Is Bigger Really Better?

Big Fish Small Pond, Small Fish Big Pond

No matter how much I have grown to despise the discussion, it seems I cannot avoid it entirely.  Almost any conversation about church, it seems, inevitably gravitates in some form toward the Bigger is Better or Great Things Come in Small Packages debate.

It is not always an actual debate. In fact it is probably more often than not simply an expression of personal preference. But I have come to loathe the whole subject, having come to believe that the comparisons are largely irrelevant. There are some great large churches, and there are some great small churches; There are some horrendous large churches, and there are some pathetic small churches. And there are good and bad churches of all sizes in between.  The issue is not which size is best, but rather: Is your particular church – and my particular church – healthy, God-honoring, and fruitful?

That said, and with no desire to encourage debate, I found an observation by Neil Cole to be interesting:

There are millions of people in smaller congregations across the country who live with a feeling that they are failures because their church isn’t as big as the megaplex congregation down the street. This is sad and should not be the case.

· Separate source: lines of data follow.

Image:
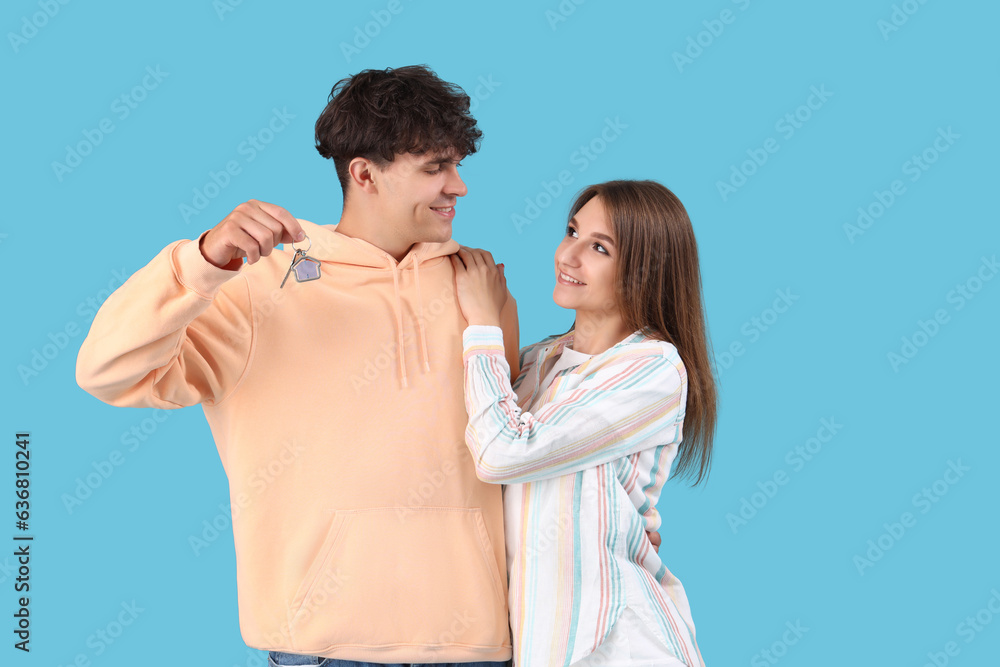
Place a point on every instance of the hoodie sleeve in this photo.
(631, 403)
(177, 333)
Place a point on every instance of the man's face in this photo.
(417, 195)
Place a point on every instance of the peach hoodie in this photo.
(361, 529)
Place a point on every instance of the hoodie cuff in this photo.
(483, 339)
(197, 273)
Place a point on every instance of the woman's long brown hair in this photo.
(658, 287)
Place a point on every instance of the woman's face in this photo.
(585, 262)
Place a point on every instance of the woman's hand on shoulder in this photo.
(481, 286)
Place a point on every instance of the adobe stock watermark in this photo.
(363, 35)
(258, 481)
(779, 648)
(30, 25)
(102, 470)
(900, 14)
(562, 12)
(787, 125)
(41, 356)
(248, 149)
(924, 500)
(796, 458)
(962, 294)
(122, 107)
(223, 7)
(968, 629)
(697, 43)
(754, 328)
(581, 158)
(105, 636)
(915, 167)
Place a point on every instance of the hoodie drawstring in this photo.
(399, 318)
(420, 316)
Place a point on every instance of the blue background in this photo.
(555, 79)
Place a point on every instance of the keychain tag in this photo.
(305, 267)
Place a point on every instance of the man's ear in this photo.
(362, 172)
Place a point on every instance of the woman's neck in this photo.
(595, 332)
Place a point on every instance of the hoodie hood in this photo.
(329, 245)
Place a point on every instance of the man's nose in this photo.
(456, 186)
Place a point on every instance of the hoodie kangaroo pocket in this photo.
(391, 576)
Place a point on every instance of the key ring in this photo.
(304, 267)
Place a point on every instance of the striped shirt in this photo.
(583, 461)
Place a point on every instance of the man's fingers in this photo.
(247, 244)
(288, 222)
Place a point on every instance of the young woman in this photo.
(585, 437)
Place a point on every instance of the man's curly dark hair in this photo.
(378, 114)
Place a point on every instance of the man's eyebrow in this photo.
(604, 237)
(440, 160)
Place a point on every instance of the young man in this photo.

A global survey conducted by Christian Schwartz found that smaller churches consistently scored higher than large churches in seven out of eight qualitative characteristics of a healthy church. A more recent study of churches in America, conducted by Ed Stetzer and Life Way Research, revealed that churches of two hundred or less are four times more likely to plant a daughter church than churches of one thousand or more. The research seems to even indicate that the pattern continues—the smaller the size of the church the more fertile they are in planting churches.

It pains me that so many churches and leaders suffer from an inferiority complex when in fact they could very well be more healthy and fruitful than the big-box church down the street.

I am not suggesting that the mega church is something we need to end, I am simply saying that we need other kinds of churches to truly transform our world. I also do not want people in huge churches to think that just because they have more people and more money that they are more blessed by God. The stats tell us that ten smaller churches of 100 people will accomplish much more than one church of 1000.

Read the rest of  Cole’s article: Is Bigger Really Better?

And again, while not wanting to prompt debate, I do welcome any comments about Cole’s observations.

Numbering Those on the Ranch

With the following illustration, Alan Hirsch offers a different way of gauging a church’s effectiveness:

In some farming communities, the farmers might build fences around their properties to keep their livestock in and the livestock of neighbor farms out.  This is a bounded set. But in rural communities where farms or ranches cover an enormous geographic area, fencing a property is out of the question. In our home of Australia, ranches (called Stations) are so vast that fences are superfluous. Under these conditions a farmer has to sink a bore and create a well, a precious water supply in the Outback.  It is assumed that livestock, though they will stray, will never roam too far from the well, lest they die.  That is centered set.  As long as there is a clean supply of water the livestock will remain close by.

The essential difference is between measuring Influence instead of simply membership and/or attendance.  The bounded-set, as Hirsch calls it, draws a clear line between those on the inside (i.e. members and regular attenders) and those outside.  The centered-set, on the other hand, measures how many people are in some relation to the ministry of the church and gauges the various relative distances from the center values.

Though I do not see these grids as being mutually exclusive, as if one must choose one or the other, I do find Hirsch to have provided a helpful distinction.

In our church, for instance, we have some precious members who do not regularly participate in any of the Life of the Church. They come occasionally to any number of things, including infrequently to the Sunday morning worship service. To assume we are having an active influence in their spiritual growth would be, at best, presumptuous. On the other hand, there are people who are not members of our church, nor even attenders, but who are being actively influenced through ministries of counseling, discipleship, mercy, etc.  While these folks are not part of the quantifiable membership, they are nevertheless beneficiaries of the mission of the church.   In many ways some of these folks are closer to our center-set than are some of the irregular members.

So again, as I think about it, I see both of these grids as being beneficial.  In fact, I would hope to see growth on both gauges.  We long to see our influence expand, and realize that many whom we influence will never become part of our congregation. Some are members of other churches, and therefore should stay there and bless the people in those churches.  But we also should be laboring, and praying, for those who are not part of a particular congregation to become connected to some expression of of the visible church – hopefully many with ours.

So, I don’t see that we need to make a choice between these two ways of measuring our congregations. I think we ought to use both. But, I guess, since relatively few are aware of Hirsch’s Ranch, we would be wise to spend our energies to cultivate and cast the importance of the centered-set.